Context Question
Let $K_n$ be the complete graph on $n > 1$ vertices, undirected. Suppose the vertices are enumerated $v_1,\dots,v_n$, and you start at $v_1$. We have a random walk of $k$ steps in $K_n$ as follows: at stage $j$, move from $v$ to any distinct vertex adjacent to $v$ (which for $K_n$ is any vertex $\{v_1,\dots,v_n\} – \{v\}$ of course), with equal probability of choosing any of the other $n-1$ vertices. What is the probability that on our last move we arrive back at $v_1$? Naively, we might say that, since all vertices are pairwise adjacent, the answer is $P = \frac{1}{n-1}$ for $ k > 1$. But what if we end up on vertex $v_1$ at stage $k -1$? We would be forced to end on a vertex other than $v_1$. Moreover, cleary $P = 0$ for $k = 1$.
Puzzle
You are on a strange archipelago consisting of $n$ small islands linked by identical, unstable bridges. There is exactly one bridge between any two such islands, but these bridges are so unstable that they collapse upon being crossed (think of deleting an edge in $K_n$ after it's traversed). Moreover, the islands are far enough apart to where they can't be seen from one another, so you choose any of the remaining bridges to cross with equal probability. If your adventure consists of $k$ stages, each stage [trying to] cross a bridge, what is the probability that you end up at your starting point (in terms of $n$ and $k$)?
Remarks and Thoughts:
We know that $K_n$ has $\frac{1}{2}n(n-1)$ edges, so we may as well bound $k$ by this number for our puzzle. Moreover, we may become "trapped" prematurely (ending on an island and collapsing it's last bridge in the process) before actually taking $k$ steps. So we'll interpret $k$ steps as "always taking a step when possible, up to $k$ times". Another thing to note is that again $P = 0$ when $k = 1$, so we'll assume $k > 1$. When trying to think of a solution to this problem, my first thoughts are to consider simple cases. For $n = 3$, we have the triangle $K_3$, for which we will always return to the start after $k > 1$ steps. This is not true for $K_4$. Moreover, for $n \geq 4$, we see that $P = 0$ for $k \leq 2$. Any insight or partial answers are appreciated! I will update the question with any progress I make.
Best Answer
I'll do the first question . . .
For positive integers $n,k$ with $n > 1$, let $f(n,k)$ be the probability that a $k$-step random walk on $K_n$ ends at the starting vertex.

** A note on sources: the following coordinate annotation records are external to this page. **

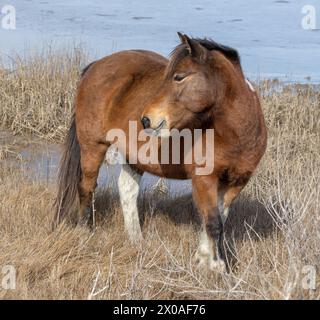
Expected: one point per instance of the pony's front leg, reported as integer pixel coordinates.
(128, 184)
(205, 194)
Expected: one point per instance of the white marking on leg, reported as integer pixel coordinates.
(224, 212)
(128, 184)
(250, 85)
(207, 255)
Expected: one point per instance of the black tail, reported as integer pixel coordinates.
(69, 175)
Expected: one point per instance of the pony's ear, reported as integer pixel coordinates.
(194, 48)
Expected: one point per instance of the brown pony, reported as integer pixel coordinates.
(201, 86)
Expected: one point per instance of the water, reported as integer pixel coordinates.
(40, 162)
(267, 33)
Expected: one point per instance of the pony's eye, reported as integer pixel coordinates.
(179, 77)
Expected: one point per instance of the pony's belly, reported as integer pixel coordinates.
(170, 171)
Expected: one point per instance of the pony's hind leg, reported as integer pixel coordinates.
(205, 194)
(92, 157)
(128, 184)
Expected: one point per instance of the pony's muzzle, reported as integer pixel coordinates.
(146, 123)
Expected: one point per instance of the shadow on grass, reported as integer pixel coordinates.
(247, 216)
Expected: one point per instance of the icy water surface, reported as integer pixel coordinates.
(268, 33)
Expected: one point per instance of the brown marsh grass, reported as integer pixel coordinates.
(274, 226)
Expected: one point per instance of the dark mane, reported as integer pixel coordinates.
(180, 52)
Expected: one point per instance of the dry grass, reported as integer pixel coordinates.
(274, 226)
(36, 92)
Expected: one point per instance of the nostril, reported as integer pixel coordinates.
(145, 122)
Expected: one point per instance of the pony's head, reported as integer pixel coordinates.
(197, 78)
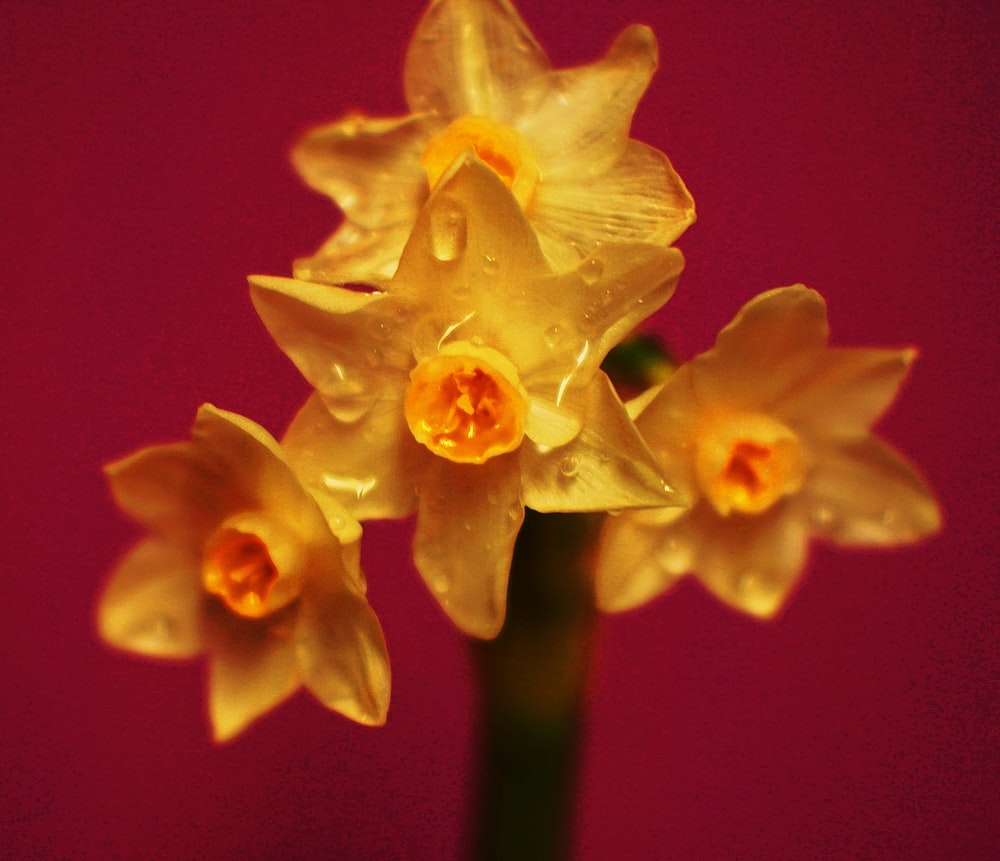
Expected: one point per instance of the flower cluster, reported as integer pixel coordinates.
(510, 234)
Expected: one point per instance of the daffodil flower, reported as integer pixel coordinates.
(471, 386)
(770, 433)
(476, 80)
(244, 565)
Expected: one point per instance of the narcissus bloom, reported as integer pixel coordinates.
(475, 79)
(243, 565)
(770, 433)
(471, 387)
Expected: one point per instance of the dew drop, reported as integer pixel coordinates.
(569, 466)
(448, 232)
(591, 270)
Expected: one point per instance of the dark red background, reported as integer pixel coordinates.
(144, 174)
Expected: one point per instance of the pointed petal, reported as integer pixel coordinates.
(749, 562)
(342, 656)
(606, 466)
(152, 603)
(867, 493)
(630, 569)
(467, 55)
(344, 342)
(367, 467)
(639, 198)
(578, 119)
(847, 392)
(250, 673)
(775, 341)
(177, 489)
(467, 523)
(370, 167)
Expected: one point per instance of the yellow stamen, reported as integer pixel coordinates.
(500, 147)
(466, 403)
(746, 463)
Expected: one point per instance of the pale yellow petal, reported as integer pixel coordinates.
(866, 493)
(771, 345)
(178, 489)
(847, 391)
(466, 56)
(342, 656)
(467, 522)
(637, 561)
(605, 466)
(638, 198)
(368, 467)
(369, 167)
(346, 343)
(252, 669)
(750, 562)
(577, 120)
(152, 602)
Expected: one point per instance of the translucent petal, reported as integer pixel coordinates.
(636, 562)
(152, 602)
(178, 489)
(774, 342)
(467, 522)
(344, 342)
(847, 391)
(750, 562)
(370, 167)
(578, 119)
(638, 198)
(249, 674)
(867, 493)
(466, 56)
(606, 466)
(342, 655)
(369, 467)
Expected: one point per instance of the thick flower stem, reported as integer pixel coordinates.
(532, 684)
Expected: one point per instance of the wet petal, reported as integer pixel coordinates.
(468, 519)
(847, 391)
(606, 466)
(367, 467)
(867, 493)
(750, 562)
(775, 341)
(637, 561)
(639, 198)
(467, 55)
(342, 656)
(152, 603)
(578, 119)
(249, 674)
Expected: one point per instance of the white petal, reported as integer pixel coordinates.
(152, 603)
(866, 493)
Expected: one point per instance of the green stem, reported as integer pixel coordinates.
(532, 683)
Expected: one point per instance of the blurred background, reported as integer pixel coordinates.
(144, 174)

Then we have the recursion $$ f(n,k) = \begin{cases} \;0&\text{if}\;\,k=1\\[4pt] {\Large{\frac{1-f(n,k-1)}{n-1}}}&\text{if}\;\,k>1\\ \end{cases} $$ Explanation:
For $k > 1$, to be at the starting vertex after $k$ steps, one needs be at a vertex other than the starting vertex after $k-1$ steps, probability $1-f(n,k-1)$, followed by a move to the starting vertex, probability ${\large{\frac{1}{n-1}}}$.
Examining the data for small values of $n,k$ a pattern becomes evident, suggesting the closed form $$ f(n,k) = \frac {1-\left(-{\Large{\frac{1}{n-1}}}\right)^{\large{k-1}}} {n} $$ which can then be proved by a straightforward induction on $k$.